One really fun place to go is the Atlantis Resort in Bahamas.

I love the cool water park with its tons of slides. Here I am in front of the Mayan Temple.

Atlantis has a really neat marine habitat called the Dig. It’s themed around the fabled city of Atlantis. Over 50,000 marine animals live in the different displays. You can even snorkel with the Mantas here.

In another area you can actually walk under-water with the sharks. You don’t need to swim but you do need to wear a clear glass helmet. I ended up wearing a plastic pop bottle over my head but humans get a state of the art helmet.

My favourite animals are the Dolphins. There are a number of dolphin interaction programs to choose from including shallow water encounters, swimming with the dolphins and trainer for a day.

Dolphins are very intelligent. They communicate by squeaking or whistling through their blowholes. In the wild they live in pods (groups) of 10-30 animals and hunt fish by using something called echolocation which is like sonar; they send out clicking noises and listen for the return echo. From the echo they can figure out the location and shape of things around them.

Tuesday, April 20, 2010

Rubber Chickens at Sainte Chapelle


I couldn’t figure out what would be exciting about the gothic Sainte Chapelle church in Paris, France. So what if Louis IX, King of France built it in 1246.

My attitude soon changed when I went into the top chapel with all its stained glass.

The windows were stored during the war so that they wouldn’t be damaged. Most of the glass (2/3) is still original from King Louis’ time!

The best part is that every window panel tells a story. William and I spent over a half hour trying to find pictures of rubber chickens in the stained glass.

Guess what? We found one! Check out the picture. Doesn’t it look like the king is about to hit that guy over the head with a rubber chicken?

Supposedly there’s a secret door in the chapel but William and I didn’t find it because we were too busy looking for stained glass pictures.

If you go to Paris, you have to check it out.
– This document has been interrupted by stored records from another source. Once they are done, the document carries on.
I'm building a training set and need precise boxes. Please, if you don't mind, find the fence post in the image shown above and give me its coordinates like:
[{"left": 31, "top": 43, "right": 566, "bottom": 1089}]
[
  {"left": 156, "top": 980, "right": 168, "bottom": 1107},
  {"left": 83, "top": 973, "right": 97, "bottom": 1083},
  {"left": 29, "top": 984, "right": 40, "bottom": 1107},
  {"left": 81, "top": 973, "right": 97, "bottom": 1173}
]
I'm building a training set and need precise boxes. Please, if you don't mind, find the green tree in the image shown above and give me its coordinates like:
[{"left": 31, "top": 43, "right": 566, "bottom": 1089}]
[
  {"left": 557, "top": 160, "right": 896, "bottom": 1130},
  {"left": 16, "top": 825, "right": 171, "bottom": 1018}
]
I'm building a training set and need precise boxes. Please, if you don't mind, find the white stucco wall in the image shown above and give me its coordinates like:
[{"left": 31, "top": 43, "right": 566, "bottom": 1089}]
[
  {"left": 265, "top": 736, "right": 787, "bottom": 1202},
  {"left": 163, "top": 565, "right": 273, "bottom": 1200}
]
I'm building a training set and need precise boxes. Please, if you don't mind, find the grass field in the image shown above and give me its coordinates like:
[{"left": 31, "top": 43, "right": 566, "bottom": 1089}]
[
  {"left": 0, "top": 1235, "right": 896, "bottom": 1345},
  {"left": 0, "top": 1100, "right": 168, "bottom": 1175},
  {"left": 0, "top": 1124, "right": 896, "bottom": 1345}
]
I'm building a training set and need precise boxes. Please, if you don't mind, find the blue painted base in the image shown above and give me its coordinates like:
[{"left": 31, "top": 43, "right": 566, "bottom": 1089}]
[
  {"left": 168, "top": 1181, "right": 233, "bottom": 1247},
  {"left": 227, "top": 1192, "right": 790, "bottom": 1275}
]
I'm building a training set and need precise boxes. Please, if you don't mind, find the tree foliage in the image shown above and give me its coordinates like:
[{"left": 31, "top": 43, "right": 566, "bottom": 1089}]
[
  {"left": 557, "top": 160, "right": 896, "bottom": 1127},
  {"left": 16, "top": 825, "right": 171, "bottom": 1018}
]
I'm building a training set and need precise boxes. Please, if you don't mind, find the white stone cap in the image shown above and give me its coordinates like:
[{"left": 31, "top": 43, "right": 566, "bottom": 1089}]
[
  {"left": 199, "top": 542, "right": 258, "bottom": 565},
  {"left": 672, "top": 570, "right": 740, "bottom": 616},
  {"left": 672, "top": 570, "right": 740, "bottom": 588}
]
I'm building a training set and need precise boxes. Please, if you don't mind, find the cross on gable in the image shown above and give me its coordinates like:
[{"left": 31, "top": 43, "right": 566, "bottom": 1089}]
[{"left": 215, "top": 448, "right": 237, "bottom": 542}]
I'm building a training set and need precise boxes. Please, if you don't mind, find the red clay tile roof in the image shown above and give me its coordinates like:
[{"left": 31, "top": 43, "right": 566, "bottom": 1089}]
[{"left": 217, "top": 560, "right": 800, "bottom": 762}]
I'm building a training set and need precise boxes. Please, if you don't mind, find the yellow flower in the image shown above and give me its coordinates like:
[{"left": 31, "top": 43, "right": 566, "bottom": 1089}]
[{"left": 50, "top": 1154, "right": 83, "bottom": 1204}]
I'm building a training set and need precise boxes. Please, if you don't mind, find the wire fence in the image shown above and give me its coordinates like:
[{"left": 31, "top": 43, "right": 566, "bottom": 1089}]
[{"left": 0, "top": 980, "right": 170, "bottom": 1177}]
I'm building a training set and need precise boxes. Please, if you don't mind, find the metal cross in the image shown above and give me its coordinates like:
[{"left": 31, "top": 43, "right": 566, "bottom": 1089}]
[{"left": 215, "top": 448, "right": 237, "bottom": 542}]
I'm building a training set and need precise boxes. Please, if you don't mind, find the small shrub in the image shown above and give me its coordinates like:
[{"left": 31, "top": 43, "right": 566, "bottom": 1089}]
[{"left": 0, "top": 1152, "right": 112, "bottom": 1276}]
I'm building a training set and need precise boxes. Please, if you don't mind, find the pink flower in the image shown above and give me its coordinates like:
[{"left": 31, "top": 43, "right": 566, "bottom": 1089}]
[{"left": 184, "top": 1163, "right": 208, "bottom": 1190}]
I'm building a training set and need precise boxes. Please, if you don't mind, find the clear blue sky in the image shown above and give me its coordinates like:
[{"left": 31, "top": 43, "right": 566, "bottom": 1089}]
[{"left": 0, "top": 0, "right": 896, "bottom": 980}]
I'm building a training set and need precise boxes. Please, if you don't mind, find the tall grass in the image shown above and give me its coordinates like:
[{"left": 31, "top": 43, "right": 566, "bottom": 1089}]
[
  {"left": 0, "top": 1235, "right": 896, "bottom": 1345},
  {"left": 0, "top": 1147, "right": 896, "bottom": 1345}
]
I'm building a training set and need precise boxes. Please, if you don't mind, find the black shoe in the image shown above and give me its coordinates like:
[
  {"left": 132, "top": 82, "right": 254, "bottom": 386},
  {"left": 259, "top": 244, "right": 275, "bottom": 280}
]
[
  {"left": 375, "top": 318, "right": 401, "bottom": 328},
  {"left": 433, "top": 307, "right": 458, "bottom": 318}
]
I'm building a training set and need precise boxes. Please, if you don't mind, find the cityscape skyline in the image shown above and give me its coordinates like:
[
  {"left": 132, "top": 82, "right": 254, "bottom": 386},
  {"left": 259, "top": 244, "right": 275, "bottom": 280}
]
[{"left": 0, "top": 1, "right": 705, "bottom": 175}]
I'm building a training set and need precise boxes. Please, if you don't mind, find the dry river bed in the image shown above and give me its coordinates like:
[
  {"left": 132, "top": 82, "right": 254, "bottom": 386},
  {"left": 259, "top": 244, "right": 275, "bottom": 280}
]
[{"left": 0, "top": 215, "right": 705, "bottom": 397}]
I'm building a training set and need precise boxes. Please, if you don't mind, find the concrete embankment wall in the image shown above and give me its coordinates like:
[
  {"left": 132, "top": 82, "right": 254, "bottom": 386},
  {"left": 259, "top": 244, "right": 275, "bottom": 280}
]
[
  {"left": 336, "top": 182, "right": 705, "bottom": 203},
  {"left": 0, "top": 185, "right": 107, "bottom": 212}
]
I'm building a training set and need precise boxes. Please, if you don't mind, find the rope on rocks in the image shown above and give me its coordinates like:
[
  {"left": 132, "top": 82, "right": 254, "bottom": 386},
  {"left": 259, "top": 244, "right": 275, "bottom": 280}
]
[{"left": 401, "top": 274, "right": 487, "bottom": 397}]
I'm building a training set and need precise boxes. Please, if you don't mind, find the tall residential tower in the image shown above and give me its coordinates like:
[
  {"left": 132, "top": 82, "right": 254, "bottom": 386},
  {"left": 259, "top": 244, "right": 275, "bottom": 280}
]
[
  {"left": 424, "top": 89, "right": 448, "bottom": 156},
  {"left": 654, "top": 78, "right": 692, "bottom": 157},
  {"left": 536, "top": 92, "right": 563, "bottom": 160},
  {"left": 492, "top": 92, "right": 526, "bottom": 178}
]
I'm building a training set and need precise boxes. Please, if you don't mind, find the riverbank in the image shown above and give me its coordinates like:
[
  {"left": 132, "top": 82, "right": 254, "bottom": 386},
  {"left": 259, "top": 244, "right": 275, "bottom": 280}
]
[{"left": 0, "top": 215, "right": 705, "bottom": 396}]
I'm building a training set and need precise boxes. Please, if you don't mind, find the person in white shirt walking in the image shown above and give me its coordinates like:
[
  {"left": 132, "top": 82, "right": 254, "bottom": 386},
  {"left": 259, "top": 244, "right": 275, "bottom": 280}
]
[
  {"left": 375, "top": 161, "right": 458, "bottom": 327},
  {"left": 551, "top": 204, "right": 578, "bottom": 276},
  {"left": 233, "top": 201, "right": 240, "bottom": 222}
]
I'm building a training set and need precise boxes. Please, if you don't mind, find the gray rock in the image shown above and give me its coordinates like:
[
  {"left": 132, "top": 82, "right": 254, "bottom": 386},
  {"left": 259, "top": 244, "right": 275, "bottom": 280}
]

And don’t forget to let me know if you find any more rubber chickens in the glass.

Friday, April 16, 2010

Sounding off with Ancient Greeks in Epidaurus


Here I am enjoying a quiet moment with friends at the amphitheatre of Epidaurus in Greece.

The ancient Greeks believed that Epidaurus was the birthplace of Apollo’s son, Esclepium, god of medicine. Over 2,500 years ago Epidaurus became a healing centre or sanctuary. With the money collected from thankful patients, a theatre was built beside the medical centre in honour of Dionysus, the god of acting.

The Greeks believed that entertainment had healing qualities. Now that I think of it, they were probably right. I find a good movie or play always lifts my spirits.

The original Greek theatre started out with 34 semi-circular rows of limestone seats built into the hillside. A few hundred years later, the Romans added 21 more rows. The theatre now seats over 14,000 people.

This theatre is special because it has perfect acoustics. In plain English, if a chicken on stage lets out a soft cluck, everyone can hear it, even the people sitting in the 55th row.
Boy was Dad embarrassed when I squawked!

Tuesday, April 13, 2010

Hanging with the Gators in Florida



Did you know that the official state reptile of Florida is the Alligator?

You have to admit they are kind of cool in a creepy, horror movie kind of way.

Usually these creatures stay away from people but every now and then a nasty one comes along. It’s illegal to feed wild alligators in Florida because in doing so they may learn to associate people with food and lose their natural fear.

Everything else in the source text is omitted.